A number of factors were attributed to the high death count. The structure itself was built of flammable materials, with the main material being wood. Many of the patients were elderly and unable to walk, leaving them bedbound as the fire spread. Other patients with some mobility were unable to get to their mobility aids before the fire overtook them. The sanatorium was also severely understaffed, with one nurse and one dishwasher for 49 patients. Staff were also not drilled in what to do in a fire or trained on how to use fire extinguishers. The building had 3 exits, but no exit in the south wing where the fire broke out. Firefighting and police efforts were hampered by a crowd gathering around the fire.

Baird was charged with incompetence in his role starting the fire and as a repairman. It was found Baird was unprepared to handle a grease fire. Before the fire, Baird had never worked on an oil stove. Baird was also only a part time repairman, also working as a postman. Westberg was charged with negligence as the sanatorium owner, with the jury citing the condition of the building, number of patients, lack of staff, and lack of fire safety training in their ruling.

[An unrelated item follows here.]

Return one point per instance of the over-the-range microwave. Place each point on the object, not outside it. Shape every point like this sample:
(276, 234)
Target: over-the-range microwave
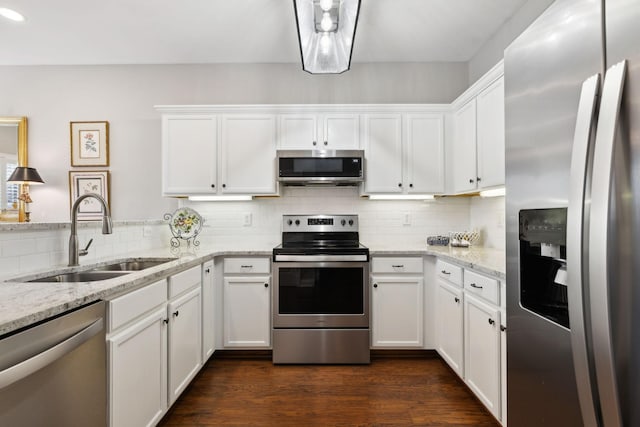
(320, 167)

A safety review of other sanatoriums in the area such as Firland Sanatorium was undertaken in fear that a similar disaster could take place. Fire chiefs from seven departments in northern King County also started the voluntary inspections of sanatoriums, hospitals, and nursing homes in the area.

Following the fire, legislation was passed by the Washington state legislature requiring quarterly sanitary and fire inspections at places of refuge, such as sanitariums, nursing homes, and hospitals. This legislation, proposed as Senate Substitute Bill 105, was passed unanimously by the state senate on February 5, 1943, six days after the fire occurred. The state house passed the bill a month later and it was signed into law by Governor Arthur Langlie on March 9.